Нам снова близок тот надлом
6 ноября, 2018
АВТОР: Александр Горбатов
Сегодня в обществе заметен неформальный интерес к переломным событиям отечественной истории столетней давности. Мы пытаемся, глядя в зеркало минувшего, как бы увидеть в нем отражение наших нынешних непростых проблем. А лучше всего сможет помочь это сделать умный, тонкий и непредвзятый писатель — современник тех роковых событий. К числу таких немногих смело можно отнести Константина Паустовского (1892—1968 гг.).
Книги его воспоминаний «Повесть о жизни» охватывают события с самого конца XIX века по 30-е годы века XX. И конечно, особый интерес представляют те страницы, что относятся к первым революционным 1917—1918 годам. Тем более интересен взгляд непартийного журналиста, каким был К. Паустовский, сотрудник небольшевистских московских газет в те переломные времена.

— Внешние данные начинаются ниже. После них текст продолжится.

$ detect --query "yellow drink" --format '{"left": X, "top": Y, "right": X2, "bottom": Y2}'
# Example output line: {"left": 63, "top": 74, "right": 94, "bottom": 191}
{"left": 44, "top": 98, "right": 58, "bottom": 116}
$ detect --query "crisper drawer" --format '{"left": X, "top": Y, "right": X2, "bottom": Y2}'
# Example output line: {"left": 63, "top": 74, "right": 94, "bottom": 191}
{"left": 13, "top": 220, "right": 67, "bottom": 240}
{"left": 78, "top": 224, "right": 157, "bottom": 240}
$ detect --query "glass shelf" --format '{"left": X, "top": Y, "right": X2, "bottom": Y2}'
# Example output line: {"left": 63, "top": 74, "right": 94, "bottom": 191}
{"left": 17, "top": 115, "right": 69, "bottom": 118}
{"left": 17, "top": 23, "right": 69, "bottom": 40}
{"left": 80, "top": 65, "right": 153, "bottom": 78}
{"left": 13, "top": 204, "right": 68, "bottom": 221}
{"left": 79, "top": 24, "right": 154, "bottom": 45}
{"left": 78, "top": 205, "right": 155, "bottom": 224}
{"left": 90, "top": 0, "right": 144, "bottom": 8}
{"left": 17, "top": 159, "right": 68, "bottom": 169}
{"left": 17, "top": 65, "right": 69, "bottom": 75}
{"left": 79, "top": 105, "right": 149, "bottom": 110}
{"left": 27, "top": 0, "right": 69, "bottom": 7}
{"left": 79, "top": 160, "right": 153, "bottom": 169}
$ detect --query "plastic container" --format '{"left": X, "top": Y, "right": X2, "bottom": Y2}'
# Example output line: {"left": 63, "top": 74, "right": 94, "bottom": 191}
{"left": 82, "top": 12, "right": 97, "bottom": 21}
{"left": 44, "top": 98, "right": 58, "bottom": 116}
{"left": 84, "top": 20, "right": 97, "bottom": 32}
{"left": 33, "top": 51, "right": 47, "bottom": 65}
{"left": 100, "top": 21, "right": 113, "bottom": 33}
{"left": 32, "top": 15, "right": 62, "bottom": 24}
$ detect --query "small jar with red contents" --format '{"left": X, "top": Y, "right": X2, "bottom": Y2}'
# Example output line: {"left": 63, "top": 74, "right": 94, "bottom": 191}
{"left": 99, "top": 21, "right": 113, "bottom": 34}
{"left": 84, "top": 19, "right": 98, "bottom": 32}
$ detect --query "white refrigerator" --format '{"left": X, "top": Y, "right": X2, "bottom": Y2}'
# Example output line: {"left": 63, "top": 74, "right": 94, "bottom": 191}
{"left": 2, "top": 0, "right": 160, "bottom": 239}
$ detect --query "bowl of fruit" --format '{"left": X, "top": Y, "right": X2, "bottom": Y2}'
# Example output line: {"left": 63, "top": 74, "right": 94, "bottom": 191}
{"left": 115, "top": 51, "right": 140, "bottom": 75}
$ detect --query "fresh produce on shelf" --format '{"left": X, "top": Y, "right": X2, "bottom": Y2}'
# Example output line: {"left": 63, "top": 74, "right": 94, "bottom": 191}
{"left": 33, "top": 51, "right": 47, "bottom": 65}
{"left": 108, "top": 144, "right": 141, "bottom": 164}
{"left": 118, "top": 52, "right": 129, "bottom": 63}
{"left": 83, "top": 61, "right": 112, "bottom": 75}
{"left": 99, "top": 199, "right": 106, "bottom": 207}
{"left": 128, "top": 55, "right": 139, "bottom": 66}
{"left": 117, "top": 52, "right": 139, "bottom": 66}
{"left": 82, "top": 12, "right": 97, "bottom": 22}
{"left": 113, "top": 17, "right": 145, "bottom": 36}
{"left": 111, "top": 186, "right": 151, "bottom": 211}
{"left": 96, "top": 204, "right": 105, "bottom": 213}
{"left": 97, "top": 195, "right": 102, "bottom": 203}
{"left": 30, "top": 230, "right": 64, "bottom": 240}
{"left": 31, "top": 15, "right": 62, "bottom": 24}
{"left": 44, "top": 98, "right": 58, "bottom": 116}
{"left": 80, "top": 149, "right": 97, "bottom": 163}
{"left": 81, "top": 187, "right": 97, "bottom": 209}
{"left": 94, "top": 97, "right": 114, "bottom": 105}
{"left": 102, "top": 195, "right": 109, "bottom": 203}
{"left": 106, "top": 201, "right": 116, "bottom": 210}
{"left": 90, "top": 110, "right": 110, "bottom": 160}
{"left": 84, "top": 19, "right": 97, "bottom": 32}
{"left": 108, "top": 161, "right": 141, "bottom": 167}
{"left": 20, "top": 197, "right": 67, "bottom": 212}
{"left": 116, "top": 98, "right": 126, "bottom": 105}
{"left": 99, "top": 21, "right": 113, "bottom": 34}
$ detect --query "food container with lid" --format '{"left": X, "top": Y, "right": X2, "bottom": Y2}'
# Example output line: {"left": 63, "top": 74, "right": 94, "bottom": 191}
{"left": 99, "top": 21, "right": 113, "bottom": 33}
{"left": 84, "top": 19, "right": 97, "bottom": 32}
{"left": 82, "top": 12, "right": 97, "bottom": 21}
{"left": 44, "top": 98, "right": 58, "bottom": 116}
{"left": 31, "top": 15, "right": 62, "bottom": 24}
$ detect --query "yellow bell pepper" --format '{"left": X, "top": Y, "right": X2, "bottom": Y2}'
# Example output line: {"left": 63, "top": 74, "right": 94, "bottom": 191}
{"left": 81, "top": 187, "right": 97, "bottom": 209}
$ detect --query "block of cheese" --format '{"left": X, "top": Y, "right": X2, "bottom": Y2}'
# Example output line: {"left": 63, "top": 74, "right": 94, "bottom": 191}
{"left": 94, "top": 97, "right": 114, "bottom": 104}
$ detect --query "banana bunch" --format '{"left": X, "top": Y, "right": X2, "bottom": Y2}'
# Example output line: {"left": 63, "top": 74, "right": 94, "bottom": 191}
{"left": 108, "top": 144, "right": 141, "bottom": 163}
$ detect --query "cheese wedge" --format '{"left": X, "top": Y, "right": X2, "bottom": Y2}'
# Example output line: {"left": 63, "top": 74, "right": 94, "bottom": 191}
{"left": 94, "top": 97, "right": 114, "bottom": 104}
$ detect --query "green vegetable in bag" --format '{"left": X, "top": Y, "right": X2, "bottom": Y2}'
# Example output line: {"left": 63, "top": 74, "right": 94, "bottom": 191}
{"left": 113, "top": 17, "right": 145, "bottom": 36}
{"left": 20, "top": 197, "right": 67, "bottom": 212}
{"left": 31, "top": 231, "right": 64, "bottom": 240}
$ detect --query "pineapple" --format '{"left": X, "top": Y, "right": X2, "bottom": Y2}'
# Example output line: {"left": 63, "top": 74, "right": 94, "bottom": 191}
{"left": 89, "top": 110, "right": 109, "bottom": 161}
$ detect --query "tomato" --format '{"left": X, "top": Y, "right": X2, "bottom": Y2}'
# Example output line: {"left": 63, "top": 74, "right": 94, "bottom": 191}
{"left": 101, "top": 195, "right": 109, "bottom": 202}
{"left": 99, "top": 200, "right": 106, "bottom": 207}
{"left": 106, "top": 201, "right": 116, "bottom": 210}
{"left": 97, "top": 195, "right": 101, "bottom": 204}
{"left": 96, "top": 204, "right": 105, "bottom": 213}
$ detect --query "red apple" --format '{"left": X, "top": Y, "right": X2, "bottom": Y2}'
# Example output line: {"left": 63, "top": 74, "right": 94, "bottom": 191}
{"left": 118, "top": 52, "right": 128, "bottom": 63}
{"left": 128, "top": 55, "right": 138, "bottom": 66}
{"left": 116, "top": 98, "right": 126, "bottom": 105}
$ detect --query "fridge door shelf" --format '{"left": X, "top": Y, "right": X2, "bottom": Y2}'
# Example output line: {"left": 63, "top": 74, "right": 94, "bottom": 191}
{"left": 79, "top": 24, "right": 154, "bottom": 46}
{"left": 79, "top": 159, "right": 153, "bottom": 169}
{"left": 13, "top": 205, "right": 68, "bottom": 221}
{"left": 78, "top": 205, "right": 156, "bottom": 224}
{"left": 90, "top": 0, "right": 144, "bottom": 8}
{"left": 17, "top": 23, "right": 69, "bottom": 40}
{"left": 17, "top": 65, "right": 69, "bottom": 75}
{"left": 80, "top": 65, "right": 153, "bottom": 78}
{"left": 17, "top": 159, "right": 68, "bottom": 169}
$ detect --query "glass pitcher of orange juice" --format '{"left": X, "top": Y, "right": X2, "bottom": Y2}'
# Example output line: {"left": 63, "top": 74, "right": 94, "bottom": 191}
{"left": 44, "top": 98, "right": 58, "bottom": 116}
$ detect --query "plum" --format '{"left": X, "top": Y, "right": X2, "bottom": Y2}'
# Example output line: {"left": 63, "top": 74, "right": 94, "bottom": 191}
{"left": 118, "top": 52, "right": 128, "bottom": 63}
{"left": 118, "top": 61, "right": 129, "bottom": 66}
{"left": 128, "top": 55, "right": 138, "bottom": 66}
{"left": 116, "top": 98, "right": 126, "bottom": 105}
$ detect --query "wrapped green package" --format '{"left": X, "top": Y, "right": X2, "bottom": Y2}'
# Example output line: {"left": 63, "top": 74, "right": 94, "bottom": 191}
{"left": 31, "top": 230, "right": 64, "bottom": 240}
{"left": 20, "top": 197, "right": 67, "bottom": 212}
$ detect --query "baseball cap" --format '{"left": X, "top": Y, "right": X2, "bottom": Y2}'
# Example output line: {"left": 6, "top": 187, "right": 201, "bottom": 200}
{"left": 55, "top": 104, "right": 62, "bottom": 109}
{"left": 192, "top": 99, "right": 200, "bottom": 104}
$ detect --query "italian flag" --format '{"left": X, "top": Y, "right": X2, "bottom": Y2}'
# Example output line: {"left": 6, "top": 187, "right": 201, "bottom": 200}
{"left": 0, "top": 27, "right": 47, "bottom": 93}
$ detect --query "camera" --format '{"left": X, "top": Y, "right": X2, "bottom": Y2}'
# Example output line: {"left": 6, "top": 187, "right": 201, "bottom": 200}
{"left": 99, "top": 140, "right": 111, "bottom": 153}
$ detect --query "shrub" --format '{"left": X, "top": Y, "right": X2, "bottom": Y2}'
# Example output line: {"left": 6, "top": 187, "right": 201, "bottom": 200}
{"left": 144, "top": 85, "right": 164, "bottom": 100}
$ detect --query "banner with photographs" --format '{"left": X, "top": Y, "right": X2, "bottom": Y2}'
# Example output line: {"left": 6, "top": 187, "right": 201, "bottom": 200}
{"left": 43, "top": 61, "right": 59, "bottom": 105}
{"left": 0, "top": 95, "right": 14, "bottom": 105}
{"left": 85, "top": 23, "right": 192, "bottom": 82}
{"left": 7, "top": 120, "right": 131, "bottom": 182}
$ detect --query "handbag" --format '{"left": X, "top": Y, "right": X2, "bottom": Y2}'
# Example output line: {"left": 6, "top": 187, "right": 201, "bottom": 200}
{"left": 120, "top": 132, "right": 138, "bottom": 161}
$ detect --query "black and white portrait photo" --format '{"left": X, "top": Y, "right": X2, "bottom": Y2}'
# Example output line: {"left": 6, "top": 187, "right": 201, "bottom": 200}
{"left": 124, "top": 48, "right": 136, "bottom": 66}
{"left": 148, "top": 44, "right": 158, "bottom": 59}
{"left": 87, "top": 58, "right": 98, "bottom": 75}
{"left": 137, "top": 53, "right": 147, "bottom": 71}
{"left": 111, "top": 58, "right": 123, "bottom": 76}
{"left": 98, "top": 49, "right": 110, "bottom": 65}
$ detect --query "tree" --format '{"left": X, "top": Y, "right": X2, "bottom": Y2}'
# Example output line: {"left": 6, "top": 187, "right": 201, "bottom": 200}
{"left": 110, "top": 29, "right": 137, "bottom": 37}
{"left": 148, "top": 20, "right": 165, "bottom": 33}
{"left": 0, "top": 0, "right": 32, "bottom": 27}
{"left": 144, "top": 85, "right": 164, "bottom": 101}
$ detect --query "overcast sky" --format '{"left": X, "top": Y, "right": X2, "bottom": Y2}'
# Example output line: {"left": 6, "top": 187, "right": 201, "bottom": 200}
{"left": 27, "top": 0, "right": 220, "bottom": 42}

Написаны главы книги «Начало неведомого века» в 1956 году, во время так называемой оттепели, когда спал диктат жесткой идеологической цензуры. Писатель смог посмотреть на события революционных лет, не кривя душой, честно оценивая и их, и свои ощущения, взгляды в то время. Тем эта книга интересна и сегодня, но, к сожалению, многим современным читателям уже не известна, так как то было неспешное повествование от первого лица, а не громкая политическая бомба с убийственными подробностями и разоблачениями.
Так давайте же обратимся к самому тексту воспоминаний замечательного русского писателя.
Какая же картина предстала перед рядовым гражданином от февраля до октября 1917 года:
— За несколько месяцев Россия выговорила все, о чем молчала целые столетия. С февраля до осени семнадцатого года по всей стране днем и ночью шел сплошной беспорядочный митинг.
Особенно вдохновенно и яростно митинговала Москва.
Постепенно митинги в разных местах Москвы приобрели свой особый характер. У памятника Скобелеву выступали преимущественно представители разных партий — от кадетов и народных социалистов до большевиков. Здесь речи были яростные, но серьезные. Трепать языком у Скобелева не полагалось. При первой же такой попытке оратору дружно кричали: «На Таганку! К черту!»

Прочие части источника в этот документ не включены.